Everybody wants to be in the news biz
Professional content already is splintered across content creators and technology platforms. And this trend will only intensify. Just consider these recent content-related products launched by technology companies:
Apple has rolled out its newsreader, Apple News, for iOS 9. The mobile app aggregates news from a wide range of sources into a mobile-friendly format, and has partnered with publications such as The New York Times.
Twitter Moments is a feature on Twitter that links tweets in a traditional story format, from beginning to end. When users consume tweets individually, most recent tweets are displayed higher with earlier tweets lower down in the scroll.
Snapchat has been partnering with publishers for Snapchat Discover. The app, widely popular with millennials, includes a "Discover" feature that showcases stories from publishers including Vice, People, CNN and National Geographic. The content is very visual, presented in quick bites — and sometimes nothing more than an inspirational graphic with a caption that reads, "The first step is the hardest." It may sound silly but since BuzzFeed joined Snapchat's "Discover" feature in July, BuzzFeed CEO Jonah Peretti has said a full 21 percent of its traffic is from Snapchat content views.
So who are the potential losers?
But tech companies becoming powerful distributors and gatekeepers of news makes many people in the news/publishing industry nervous.
And given the massive reach of tech company platforms, many publishers feel like they can't say no to a Facebook or an Apple. Content distribution on a tech platform is a tricky balancing act.
For example, with instant articles Facebook directly hosts outside publishers' articles on its social network — and Facebook pockets the traffic. Publishers can either sell and embed ads in the hosted articles, keeping all of the revenue, or allow Facebook to sell ads, with the social network getting 30 percent.
Pfeiffer wonders if content creators are losing sight of the long game. Publishers have said they only plan to offer a few articles to Facebook's platform.
"I'm not publishing my own paper anymore," said Pfeiffer about instant articles. "I'm publishing on someone else's platform. In the end, you lose your customers."
Big focus on video
While some media watchers may object to news-related products, Facebook's overall strategy is paying off. The company reported third-quarter profit of 57 cents a share on revenue of $4.5 billion, up 41 percent over the same period last year.
The results beat Wall Street's expectations, sending shares higher to a market value of more than $300 billion — joining a narrow bench of highly valued tech giants including Amazon.com, Apple and Microsoft.
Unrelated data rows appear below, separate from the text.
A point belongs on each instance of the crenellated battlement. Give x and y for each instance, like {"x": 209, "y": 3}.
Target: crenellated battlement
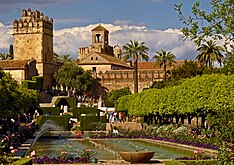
{"x": 33, "y": 22}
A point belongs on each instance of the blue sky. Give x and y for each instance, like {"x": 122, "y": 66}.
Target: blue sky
{"x": 153, "y": 21}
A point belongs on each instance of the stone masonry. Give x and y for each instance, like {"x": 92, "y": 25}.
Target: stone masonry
{"x": 33, "y": 39}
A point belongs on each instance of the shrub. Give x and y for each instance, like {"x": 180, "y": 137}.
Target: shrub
{"x": 89, "y": 122}
{"x": 62, "y": 121}
{"x": 51, "y": 110}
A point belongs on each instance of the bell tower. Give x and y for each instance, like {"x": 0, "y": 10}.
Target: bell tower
{"x": 100, "y": 39}
{"x": 33, "y": 39}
Read MoreFacebook tops General Electric in market value
Facebook on Wednesday also said its daily video views have reached 8 billion, though some tech analsyts including Pfeiffer wonder if a single view is measured by only a few seconds on an autoplay setting.
Video broadly is on track to be among the most engaged pieces of online content in the coming years.
Facebook in fact is testing its own, site-specific video hub, as Re/code has reported. So instead of videos placed in user feeds and jumbled with your friends' streams of kids' pictures, users would be able to consume video exclusively. Again the goal is to entice users to remain on the social network for friends' updates and baby pictures, news articles and watching videos.
The social network also has a virtual reality or VR video effort. Facebook last year reached a $2 billion deal for Oculus VR, maker of a VR headset. While skeptics argue only gamers are likely to wear bulky goggles to dive into an immersive, 3-D digital experience, fans say VR could be the next big computing platform after mobile. Traditional news publishers including The New York Times and PBS' "Frontline" already are experimenting with 360-degree, spherical videos.